Inside the Macquarie Bank data transformation journey


As a growing digital bank, Macquarie Bank needed a strong database to enable it to be more agile to grow its business while meeting new regulatory requirements.

This foundation is now a key part of the bank’s digital transformation strategy, which was designed as early as 2013 to modernize all aspects of its infrastructure, environments and applications, which include a new core banking platform.

“Three key guiding principles underpinned this transformation strategy, including constant focus on customer and employee experience, rigorous risk management and simplification,” said Ashwin Sinha, group data director for banking and financial services. from Macquarie.

With data being a key part of Macquarie’s transformation efforts and a fundamental part of every decision and initiative of its business, the bank has invested heavily in moving all of its data and analytics to a cloud-based data architecture.

“All of our data is hosted in the cloud and is used for a variety of regulatory and analytical projects,” Sinha said. “Thanks to the efficiencies we have enabled, we have been able to reduce the cost of operating data platforms by 50% and we have applied machine learning to areas such as fraud prevention, customer service and fault management. “

As an analytics-driven, data-driven organization, Macquarie Bank is particular when it comes to delivering customer experiences and being proactive in managing risk, Sinha said.

“We achieve this data-driven culture through things like our data governance process for critical data elements, analytical dashboards for decision making, and the use of machine learning to solve problems. complex issues, ”he added.

In management meetings, for example, senior bank executives rely on Tableau dashboards to lead data-driven discussions revealing business performance, opportunities and risks to be addressed.

“Much of this has been achieved by continuously operating and delivering a variety of projects using an agile approach and a cross-functional team from different parts of the business,” Sinha added.

For now, he said the bank has no plans to monetize customer data – because the data belongs to the customers – and that its main goal, through the use of data, is to improve customer experience or to better manage different types of risks.

Leading the way in using the cloud, digital platforms and data, Macquarie Bank has been selective with talent – and it has been difficult to market talent in areas such as data science and engineering.

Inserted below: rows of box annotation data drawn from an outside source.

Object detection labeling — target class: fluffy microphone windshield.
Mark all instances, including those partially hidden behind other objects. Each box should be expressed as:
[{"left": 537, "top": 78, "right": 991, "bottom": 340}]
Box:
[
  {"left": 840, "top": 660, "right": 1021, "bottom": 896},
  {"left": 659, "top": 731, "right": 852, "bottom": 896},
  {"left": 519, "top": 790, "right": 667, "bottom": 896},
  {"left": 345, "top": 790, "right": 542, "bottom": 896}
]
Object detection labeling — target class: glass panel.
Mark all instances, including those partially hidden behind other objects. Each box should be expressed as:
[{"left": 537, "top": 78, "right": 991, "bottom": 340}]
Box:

Datas.

To overcome these challenges, Sinha said the bank has focused on prioritizing tasks, assessing the value of each feature it creates, and optimizing its continuous integration / continuous delivery (CI) processes. /CD).

Regarding the lessons the bank has learned from its data transformation journey, Sinha said that with constantly evolving data technology approaches and tools, it is important that data architectures are flexible and capable of adapt to changes while responding to customer demands.

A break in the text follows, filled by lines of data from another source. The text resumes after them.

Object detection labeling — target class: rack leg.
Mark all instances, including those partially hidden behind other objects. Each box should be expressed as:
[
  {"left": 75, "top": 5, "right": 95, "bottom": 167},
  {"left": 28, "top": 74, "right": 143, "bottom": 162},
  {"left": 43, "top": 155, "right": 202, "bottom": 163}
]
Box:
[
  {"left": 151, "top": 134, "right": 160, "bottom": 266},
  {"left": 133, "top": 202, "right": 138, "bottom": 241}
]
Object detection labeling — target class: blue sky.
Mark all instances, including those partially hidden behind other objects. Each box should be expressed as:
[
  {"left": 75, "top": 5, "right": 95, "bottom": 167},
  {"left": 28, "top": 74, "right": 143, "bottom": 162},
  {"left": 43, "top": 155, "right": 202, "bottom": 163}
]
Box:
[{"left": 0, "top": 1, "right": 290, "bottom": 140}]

He also urged organizations to consider whether certain data assets were needed and the types of decisions that data would support. “Otherwise, you could create a lot of unnecessary assets.”

Banks have been and will remain one of the most enthusiastic followers of big data analytics as they seek to capitalize on financial, transactional and customer data.

IDC research shows that spending on big data technology in banking and financial services in Asia-Pacific is expected to grow at a compound annual growth rate of 15.6% from 2019 to 2024.